In recent months, I’ve cut back my “personal”  participation in “Facebook”.  I still post regularly on my “business” “Facebook” page at allintheresults.  I’ve always tended to go in spurts on the personal posting side anyhow. I wanted to see how much I would miss it and if I would feel less anxious if I stayed away from it. Not enough time has passed to draw a conclusion, so I plan to continue my experiment to lessen my exposure to “grid syndrome” triggers and see what the results are — very much in keeping with my love of research and analytic nature! I don’t consider myself a social media addict, but then again, that’s a common cry among addicts.

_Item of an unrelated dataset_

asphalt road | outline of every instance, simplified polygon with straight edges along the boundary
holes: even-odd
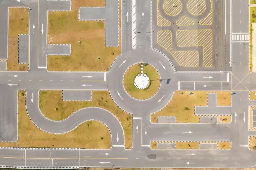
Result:
[[[185,1],[181,1],[185,4]],[[163,10],[164,2],[163,0],[159,1],[159,12],[165,18],[172,21],[187,15],[196,24],[196,21],[206,16],[210,10],[210,1],[206,1],[207,5],[205,11],[200,16],[193,16],[186,8],[184,8],[181,14],[171,17],[165,14]],[[53,72],[47,70],[47,55],[56,54],[58,52],[68,55],[70,47],[47,44],[47,10],[70,10],[70,1],[27,0],[19,2],[0,0],[0,20],[3,23],[0,26],[1,59],[7,58],[8,7],[26,6],[31,9],[29,71],[26,72],[0,72],[0,140],[16,141],[18,139],[16,93],[17,89],[24,89],[27,91],[28,115],[39,128],[49,133],[63,133],[87,120],[98,120],[109,128],[112,144],[109,150],[2,148],[0,149],[0,166],[52,169],[85,167],[226,167],[255,166],[255,154],[248,149],[248,136],[256,135],[256,132],[248,130],[248,107],[255,105],[256,102],[248,100],[248,91],[256,89],[255,83],[252,80],[255,79],[255,76],[253,73],[248,74],[249,43],[233,43],[231,40],[232,33],[246,33],[248,31],[248,4],[241,1],[213,1],[213,28],[211,30],[214,36],[212,54],[214,67],[203,67],[201,59],[199,60],[201,66],[192,68],[178,66],[173,57],[158,45],[158,31],[171,30],[174,39],[178,28],[176,26],[165,28],[157,26],[156,1],[137,1],[135,6],[133,6],[134,2],[132,1],[122,1],[121,3],[122,54],[113,62],[109,72]],[[114,15],[114,12],[117,11],[117,4],[114,5],[106,5],[107,8],[114,8],[113,11],[110,10],[111,13],[109,16]],[[106,10],[106,11],[110,11],[109,9]],[[241,12],[238,12],[240,10]],[[102,11],[94,11],[102,13],[103,12]],[[84,15],[87,12],[81,12]],[[109,16],[107,15],[106,18]],[[110,23],[111,26],[116,26],[116,22],[112,24],[111,22],[116,22],[116,20],[108,20],[106,23]],[[134,22],[136,26],[133,28]],[[36,26],[35,34],[31,32],[34,24]],[[199,24],[185,27],[190,29],[210,28],[209,26]],[[106,30],[106,45],[108,45],[108,42],[114,44],[118,42],[117,39],[119,38],[111,32],[113,30],[108,31],[108,29]],[[43,33],[42,29],[44,30]],[[137,31],[135,34],[134,30]],[[134,41],[134,35],[136,41]],[[113,40],[110,41],[108,39],[108,36],[112,36]],[[136,49],[133,50],[134,42],[136,46]],[[175,43],[173,41],[173,48],[179,50],[180,47],[178,47]],[[200,58],[202,57],[202,49],[197,47],[184,48],[185,50],[198,51]],[[229,63],[231,61],[234,63]],[[159,73],[161,80],[156,94],[150,99],[143,101],[135,100],[130,96],[123,85],[123,75],[128,68],[134,64],[142,62],[153,66]],[[241,73],[243,74],[239,75],[239,77],[237,75]],[[15,75],[18,77],[13,77]],[[237,80],[235,81],[236,79]],[[202,112],[210,114],[211,109],[215,112],[219,109],[220,115],[232,115],[232,122],[230,124],[160,124],[152,123],[150,121],[150,114],[166,105],[175,90],[234,91],[237,89],[235,88],[238,88],[236,86],[236,86],[241,85],[241,83],[248,88],[245,91],[238,89],[236,94],[232,96],[231,107],[217,109],[214,105],[216,101],[211,98],[208,108],[203,108],[201,110],[197,108],[196,109],[197,114],[201,114]],[[8,85],[11,84],[12,85]],[[127,150],[124,148],[123,130],[121,124],[112,114],[102,109],[90,107],[82,109],[62,121],[54,121],[47,119],[38,108],[38,91],[40,89],[108,90],[119,106],[133,114],[132,149]],[[30,102],[32,95],[34,100],[33,103]],[[237,117],[235,117],[236,112]],[[244,121],[244,112],[246,115]],[[138,133],[136,128],[137,126]],[[193,133],[183,133],[188,131]],[[116,140],[117,133],[119,138],[118,141]],[[149,147],[150,140],[231,141],[232,148],[228,150],[153,150]],[[109,154],[103,154],[106,153]],[[189,155],[192,153],[195,155]],[[187,162],[190,163],[186,163]]]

What I’m pledging here, and I ask my friends, family, and colleagues to hold me to this, and to strongly consider taking the De-grid Pledge:

  1. Unless a non-movable, tight work deadline requires it, I won’t use a computer, cell phone or other hand-held device for work-related purposes after 8 p.m.
  2. I won’t use a computer, cell phone or other hand-held device for personal/social interactions after 9 p.m, but preferably, will de-grid even earlier in the evening.
  3. I’ll be fully present and engaged in any social/fun activities with family or friends, and not think about what I’m going to post or share about it online.
  4. I’ll employ more “old-fashioned” means of staying updated with friends – calls to land lines, breakfast/lunch/coffee/walk get-togethers, cards, and letters, and spontaneous visits (with a quick call ahead of time, of course :)).

I’m hoping to generate some lively discussion on this topic,  and that some of you will pledge to join me in my pledge. I’d love to hear what other components should be added to this pledge.  And, I can’t wait to check in six months from now to see and learn who is sleeping better, is less stressed and anxious, and who’s enjoyed the wonderful daily activities of life as God meant them to be.